Un peu de philo vite fait par-ci par-là. Ces étudiants se gaspillent. Un dialogue expédié avec un professeur empiriste humien (pp. 402-403). Un final rapide sur Sartre : « en causant avec Sartre, j'entrevis la richesse de ce qu'il appelait la « théorie de la contingence », où se trouvaient déjà en germe ses idées sur l'être, l'existence, la nécessité, la liberté. » (p. 451). On aimerait que Beauvoir développe ce qu'elle en pensait de façon aussi détaillée qu'elle l'a fait pour ses errements spirituels de jeune fille idéaliste issue d'un milieu catholique. D'un roman personnel que son ami Clairaut (Gandillac) lui avait fait lire, elle dira : « Comment un garçon cultivé, et qu'on disait intelligent, avait-il pu perde son temps à raconter en phrases incolores d'aussi minables anecdotes ? » (p. 422). On pourrait retourner la politesse à ce que dit la grande Beauvoir de la petite Simone. Plus gentiment, on peut dire que son livre se réduit un peu à « la descente de l'esprit au coeur du sensible » (p. 407), comme ce qu'elle perçoit dans la peinture de Cézanne.

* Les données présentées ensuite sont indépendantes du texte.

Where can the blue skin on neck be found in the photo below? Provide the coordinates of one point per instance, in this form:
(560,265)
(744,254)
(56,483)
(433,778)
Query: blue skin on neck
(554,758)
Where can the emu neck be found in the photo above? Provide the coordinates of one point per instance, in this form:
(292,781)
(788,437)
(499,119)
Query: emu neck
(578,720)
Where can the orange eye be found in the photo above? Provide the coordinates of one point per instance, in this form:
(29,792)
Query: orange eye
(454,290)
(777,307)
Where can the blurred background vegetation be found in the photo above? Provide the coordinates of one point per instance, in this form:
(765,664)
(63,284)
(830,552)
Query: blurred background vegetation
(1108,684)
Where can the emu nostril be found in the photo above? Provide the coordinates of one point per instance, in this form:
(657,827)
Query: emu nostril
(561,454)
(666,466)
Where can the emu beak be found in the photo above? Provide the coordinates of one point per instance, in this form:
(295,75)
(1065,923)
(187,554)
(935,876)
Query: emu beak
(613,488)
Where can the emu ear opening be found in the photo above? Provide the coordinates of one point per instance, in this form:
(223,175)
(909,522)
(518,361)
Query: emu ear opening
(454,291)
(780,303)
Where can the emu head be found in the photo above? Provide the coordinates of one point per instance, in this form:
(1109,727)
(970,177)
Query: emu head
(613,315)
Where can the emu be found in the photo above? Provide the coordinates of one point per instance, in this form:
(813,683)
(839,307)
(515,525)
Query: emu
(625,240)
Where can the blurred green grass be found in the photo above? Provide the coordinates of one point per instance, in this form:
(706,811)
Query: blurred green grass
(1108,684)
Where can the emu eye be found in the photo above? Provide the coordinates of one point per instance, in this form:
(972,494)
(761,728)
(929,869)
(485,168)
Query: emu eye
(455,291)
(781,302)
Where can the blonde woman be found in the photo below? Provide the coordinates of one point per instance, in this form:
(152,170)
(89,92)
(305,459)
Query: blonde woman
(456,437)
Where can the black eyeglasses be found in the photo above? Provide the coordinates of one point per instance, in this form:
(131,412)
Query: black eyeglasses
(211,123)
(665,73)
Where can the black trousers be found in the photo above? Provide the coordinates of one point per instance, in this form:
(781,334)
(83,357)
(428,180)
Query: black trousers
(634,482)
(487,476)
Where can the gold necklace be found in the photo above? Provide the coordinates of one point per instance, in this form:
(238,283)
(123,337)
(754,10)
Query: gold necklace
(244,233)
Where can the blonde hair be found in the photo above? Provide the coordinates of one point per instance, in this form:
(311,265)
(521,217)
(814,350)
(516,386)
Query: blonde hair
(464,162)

Beauvoir ne précise pas non plus davantage sa réponse à l'interrogation « Liberté et contingence » de son agrégation passée avec Sartre (p. 433). C'est quand même dommage, non ? Ces Mémoires intimistes, justement, se réduisent un peu aux déterminismes de son milieu et de son temps. Ethnométhodologie : son livre incarne bien la conscience des acteurs avec leurs propres mots et leurs limites. Une époque qui croyait trouver une philosophie dans la littérature. Expression d'une procrastination idéaliste où la philosophie est un déguisement de la religion. À bien des égards, cette question n'a pas été éclaircie jusqu'à aujourd'hui.